Updated USGS Quake Model Includes “Substantial” Changes

It’s been five years since the last update and scientists say the implications for quake risk and insurance across the US are significant.

Updated USGS Quake Model Includes “Substantial” Changes
Photo by Jens Aber / Unsplash

An recent update to the national earthquake model by the U.S. Geological Survey (USGS) includes 500 newly discovered faults scattered across the United States, as well as significantly increased seismic risk for major metropolitan cites.

The updated model — called the USGS National Seismic Hazard Model (NSHM) — is the “first comprehensive assessment” of quake risk in all 50 states and reveals that nearly 75% of the country could experience damaging quakes and shaking, a USGS statement said.

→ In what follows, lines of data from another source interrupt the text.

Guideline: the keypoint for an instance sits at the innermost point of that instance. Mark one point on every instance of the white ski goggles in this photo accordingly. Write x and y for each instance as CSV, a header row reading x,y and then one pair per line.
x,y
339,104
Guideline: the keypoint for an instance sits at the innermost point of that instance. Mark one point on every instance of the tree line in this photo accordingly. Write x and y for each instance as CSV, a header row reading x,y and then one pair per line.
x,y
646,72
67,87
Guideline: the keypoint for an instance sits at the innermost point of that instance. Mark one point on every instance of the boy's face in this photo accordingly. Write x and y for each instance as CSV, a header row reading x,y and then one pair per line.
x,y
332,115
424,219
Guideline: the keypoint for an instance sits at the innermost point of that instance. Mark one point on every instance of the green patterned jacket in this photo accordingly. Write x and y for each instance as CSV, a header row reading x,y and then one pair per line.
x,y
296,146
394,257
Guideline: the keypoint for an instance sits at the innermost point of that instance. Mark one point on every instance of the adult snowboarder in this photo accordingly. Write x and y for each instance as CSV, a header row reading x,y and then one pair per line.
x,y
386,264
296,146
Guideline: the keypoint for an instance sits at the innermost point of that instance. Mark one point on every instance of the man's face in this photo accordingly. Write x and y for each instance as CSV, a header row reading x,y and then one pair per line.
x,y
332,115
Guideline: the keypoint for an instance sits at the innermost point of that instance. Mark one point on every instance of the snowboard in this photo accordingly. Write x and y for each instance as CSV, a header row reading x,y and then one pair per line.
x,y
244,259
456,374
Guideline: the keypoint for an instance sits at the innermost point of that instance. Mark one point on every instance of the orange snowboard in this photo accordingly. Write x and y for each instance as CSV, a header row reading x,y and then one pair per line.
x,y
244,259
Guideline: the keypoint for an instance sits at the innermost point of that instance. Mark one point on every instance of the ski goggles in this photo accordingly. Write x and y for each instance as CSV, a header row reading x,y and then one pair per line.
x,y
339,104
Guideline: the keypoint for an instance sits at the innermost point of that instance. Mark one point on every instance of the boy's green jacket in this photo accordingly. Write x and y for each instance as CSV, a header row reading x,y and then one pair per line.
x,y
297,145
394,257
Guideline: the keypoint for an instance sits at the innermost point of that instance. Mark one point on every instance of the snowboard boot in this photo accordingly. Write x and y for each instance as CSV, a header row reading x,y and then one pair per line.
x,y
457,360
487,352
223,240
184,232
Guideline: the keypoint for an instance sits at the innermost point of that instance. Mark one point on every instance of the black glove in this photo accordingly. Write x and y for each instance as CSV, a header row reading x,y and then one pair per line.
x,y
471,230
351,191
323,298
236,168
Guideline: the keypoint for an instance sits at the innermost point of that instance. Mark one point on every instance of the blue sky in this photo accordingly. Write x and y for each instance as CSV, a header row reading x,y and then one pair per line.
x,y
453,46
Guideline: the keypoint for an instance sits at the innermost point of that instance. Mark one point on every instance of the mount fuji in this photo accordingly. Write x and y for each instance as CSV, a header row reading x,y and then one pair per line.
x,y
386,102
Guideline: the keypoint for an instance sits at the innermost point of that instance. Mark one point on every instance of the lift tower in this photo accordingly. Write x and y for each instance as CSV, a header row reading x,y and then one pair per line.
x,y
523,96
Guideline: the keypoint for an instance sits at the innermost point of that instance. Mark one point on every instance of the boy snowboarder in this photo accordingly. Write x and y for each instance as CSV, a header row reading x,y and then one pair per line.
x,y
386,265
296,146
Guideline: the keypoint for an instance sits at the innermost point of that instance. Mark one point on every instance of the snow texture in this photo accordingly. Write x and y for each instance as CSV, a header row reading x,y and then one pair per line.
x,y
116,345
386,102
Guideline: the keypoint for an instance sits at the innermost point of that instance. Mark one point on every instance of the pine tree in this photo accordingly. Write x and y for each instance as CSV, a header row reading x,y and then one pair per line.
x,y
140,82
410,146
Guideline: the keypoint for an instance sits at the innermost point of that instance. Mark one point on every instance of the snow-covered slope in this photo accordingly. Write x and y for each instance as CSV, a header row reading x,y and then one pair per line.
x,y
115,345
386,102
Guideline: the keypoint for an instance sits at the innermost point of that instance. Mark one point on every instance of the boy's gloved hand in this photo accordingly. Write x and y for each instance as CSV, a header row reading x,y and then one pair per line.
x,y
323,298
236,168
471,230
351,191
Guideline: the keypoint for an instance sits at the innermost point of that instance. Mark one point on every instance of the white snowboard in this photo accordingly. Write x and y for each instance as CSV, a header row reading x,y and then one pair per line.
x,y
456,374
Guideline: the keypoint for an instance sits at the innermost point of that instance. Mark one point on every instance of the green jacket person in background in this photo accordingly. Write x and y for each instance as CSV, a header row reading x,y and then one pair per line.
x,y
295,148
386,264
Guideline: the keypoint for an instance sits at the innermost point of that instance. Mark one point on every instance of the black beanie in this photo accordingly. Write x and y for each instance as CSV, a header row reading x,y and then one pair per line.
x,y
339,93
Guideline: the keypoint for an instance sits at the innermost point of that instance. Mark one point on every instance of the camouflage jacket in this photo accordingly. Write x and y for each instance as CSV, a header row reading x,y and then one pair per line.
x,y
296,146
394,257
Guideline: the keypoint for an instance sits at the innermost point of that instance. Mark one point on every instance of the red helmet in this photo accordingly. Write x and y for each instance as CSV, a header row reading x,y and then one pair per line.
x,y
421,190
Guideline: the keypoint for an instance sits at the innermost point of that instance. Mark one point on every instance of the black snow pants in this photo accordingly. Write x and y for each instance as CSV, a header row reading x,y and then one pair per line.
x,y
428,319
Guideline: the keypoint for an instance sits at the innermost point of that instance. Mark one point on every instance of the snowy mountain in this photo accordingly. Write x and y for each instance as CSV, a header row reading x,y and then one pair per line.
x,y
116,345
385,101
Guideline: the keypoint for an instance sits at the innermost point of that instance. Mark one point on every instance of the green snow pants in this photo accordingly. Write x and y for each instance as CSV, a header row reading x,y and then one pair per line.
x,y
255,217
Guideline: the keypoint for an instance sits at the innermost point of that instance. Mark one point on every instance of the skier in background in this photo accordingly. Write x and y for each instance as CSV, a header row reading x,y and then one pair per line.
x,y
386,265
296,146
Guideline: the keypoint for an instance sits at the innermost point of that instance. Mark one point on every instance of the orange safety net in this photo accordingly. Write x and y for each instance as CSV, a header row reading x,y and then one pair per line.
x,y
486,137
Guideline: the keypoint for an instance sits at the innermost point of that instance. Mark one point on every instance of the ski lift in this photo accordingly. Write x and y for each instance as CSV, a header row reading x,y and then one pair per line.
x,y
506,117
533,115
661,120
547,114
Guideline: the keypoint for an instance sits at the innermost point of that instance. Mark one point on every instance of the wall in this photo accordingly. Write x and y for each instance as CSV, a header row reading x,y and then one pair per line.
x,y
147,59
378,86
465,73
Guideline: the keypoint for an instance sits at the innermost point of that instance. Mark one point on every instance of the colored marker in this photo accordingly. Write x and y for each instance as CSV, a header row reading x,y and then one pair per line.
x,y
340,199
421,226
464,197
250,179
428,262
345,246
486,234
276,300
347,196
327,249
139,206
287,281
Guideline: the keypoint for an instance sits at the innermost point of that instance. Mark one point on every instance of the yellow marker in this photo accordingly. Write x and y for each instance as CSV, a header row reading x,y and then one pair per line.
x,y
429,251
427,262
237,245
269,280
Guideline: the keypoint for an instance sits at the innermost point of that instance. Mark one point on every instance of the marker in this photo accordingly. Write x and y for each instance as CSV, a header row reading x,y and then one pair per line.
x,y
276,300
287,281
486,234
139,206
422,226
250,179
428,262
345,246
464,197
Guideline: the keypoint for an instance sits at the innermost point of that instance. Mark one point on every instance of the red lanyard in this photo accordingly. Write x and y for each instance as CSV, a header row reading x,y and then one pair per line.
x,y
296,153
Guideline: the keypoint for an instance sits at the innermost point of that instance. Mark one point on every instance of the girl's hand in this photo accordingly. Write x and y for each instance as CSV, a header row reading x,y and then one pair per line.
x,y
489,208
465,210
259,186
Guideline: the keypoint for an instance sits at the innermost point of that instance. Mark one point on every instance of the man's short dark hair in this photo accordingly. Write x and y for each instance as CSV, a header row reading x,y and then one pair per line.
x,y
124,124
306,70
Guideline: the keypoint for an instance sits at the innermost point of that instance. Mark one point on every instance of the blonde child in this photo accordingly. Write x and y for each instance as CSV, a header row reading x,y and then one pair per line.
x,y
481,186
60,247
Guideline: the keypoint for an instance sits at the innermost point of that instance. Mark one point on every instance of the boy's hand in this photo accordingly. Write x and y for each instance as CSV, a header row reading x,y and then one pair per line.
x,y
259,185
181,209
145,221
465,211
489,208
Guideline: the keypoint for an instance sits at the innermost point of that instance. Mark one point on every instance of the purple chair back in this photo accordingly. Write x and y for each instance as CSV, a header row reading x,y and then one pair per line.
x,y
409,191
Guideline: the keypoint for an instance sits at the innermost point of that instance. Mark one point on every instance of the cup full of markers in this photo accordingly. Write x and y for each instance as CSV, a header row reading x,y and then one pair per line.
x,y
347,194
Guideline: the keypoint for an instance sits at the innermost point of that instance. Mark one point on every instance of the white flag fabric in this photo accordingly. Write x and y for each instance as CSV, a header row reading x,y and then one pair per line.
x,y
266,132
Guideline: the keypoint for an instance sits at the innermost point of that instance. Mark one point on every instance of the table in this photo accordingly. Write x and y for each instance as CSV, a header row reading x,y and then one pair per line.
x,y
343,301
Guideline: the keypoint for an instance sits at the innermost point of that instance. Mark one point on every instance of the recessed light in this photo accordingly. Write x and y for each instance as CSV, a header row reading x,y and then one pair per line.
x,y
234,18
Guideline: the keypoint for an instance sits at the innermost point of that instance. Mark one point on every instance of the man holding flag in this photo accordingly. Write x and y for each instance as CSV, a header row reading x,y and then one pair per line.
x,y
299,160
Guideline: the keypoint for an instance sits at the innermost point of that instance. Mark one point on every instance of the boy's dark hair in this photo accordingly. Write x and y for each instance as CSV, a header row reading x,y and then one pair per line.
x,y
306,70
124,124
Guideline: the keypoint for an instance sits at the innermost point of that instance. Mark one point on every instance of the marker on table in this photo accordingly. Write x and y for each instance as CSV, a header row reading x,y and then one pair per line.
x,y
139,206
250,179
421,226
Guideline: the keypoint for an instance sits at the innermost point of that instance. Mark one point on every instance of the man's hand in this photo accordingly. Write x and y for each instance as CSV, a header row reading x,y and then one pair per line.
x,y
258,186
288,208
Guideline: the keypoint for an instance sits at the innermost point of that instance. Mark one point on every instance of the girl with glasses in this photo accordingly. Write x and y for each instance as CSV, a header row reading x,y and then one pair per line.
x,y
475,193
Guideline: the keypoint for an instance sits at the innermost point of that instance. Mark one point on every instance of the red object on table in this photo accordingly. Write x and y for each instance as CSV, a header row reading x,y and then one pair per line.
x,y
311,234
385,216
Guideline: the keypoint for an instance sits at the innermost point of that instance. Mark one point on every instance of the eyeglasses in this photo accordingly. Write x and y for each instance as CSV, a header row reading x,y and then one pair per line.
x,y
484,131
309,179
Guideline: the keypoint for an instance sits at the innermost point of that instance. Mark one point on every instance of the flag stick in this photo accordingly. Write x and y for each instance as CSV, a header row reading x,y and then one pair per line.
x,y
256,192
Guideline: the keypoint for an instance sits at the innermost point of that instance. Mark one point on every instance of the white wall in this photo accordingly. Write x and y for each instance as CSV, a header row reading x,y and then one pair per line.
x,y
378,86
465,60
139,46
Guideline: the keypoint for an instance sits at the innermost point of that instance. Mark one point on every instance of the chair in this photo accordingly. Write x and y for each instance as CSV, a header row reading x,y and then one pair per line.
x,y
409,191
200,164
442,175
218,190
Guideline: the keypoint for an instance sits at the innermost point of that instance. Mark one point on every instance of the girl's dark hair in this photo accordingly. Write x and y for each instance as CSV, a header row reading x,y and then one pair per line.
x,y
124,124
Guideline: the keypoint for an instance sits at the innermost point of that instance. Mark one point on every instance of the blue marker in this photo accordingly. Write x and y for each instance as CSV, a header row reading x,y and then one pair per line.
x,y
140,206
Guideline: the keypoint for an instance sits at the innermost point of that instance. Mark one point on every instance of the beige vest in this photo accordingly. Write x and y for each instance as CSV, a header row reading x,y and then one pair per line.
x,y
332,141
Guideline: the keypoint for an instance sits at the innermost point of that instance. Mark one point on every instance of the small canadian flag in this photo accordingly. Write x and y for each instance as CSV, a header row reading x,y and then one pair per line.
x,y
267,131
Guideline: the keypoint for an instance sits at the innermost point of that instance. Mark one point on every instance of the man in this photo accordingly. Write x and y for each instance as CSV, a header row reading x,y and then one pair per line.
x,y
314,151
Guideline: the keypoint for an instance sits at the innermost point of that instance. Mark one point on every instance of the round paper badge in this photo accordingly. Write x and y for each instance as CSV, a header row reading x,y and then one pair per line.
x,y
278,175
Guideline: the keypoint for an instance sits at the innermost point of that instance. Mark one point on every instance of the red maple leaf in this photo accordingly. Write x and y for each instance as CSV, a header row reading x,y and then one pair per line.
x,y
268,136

Government scientists added the most striking change within the model is the increased chance of more damaging earthquakes along the central and northeastern “Atlantic Coastal corridor” including in the cities of Washington D.C., Philadelphia, New York and Boston.

Additionally, the update increased the chance for significant shaking in “seismically active regions” of California and Alaska and increased Hawaii’s quake risk as a result the recent volcanic eruptions and “seismic unrest” on the islands.

"Earthquakes are difficult to forecast but we’ve made great strides with this new model," said Mark Petersen, USGS geophysicist and the study’s lead author in a statement. "The update includes more faults, better-characterized land surfaces, and computational advancements in modeling that provide the most detailed view ever of the earthquake risks we face."

Key for insurers and risk modelers will be incorporating the new data into their own models and in order to price the risk within their own parameter and time horizon.

“Additional time-dependent studies and consideration of spatial and temporal clustering for earthquakes with very short recurrences (less than about 475 years) would be beneficial,” researchers said. “This improvement would influence risk/ insurance rate models, which are dependent on shorter recurrence earthquakes (less than 500-year recurrence) but are not well defined in the hazard models presented here.”

The last update to the USGS model was in 2018.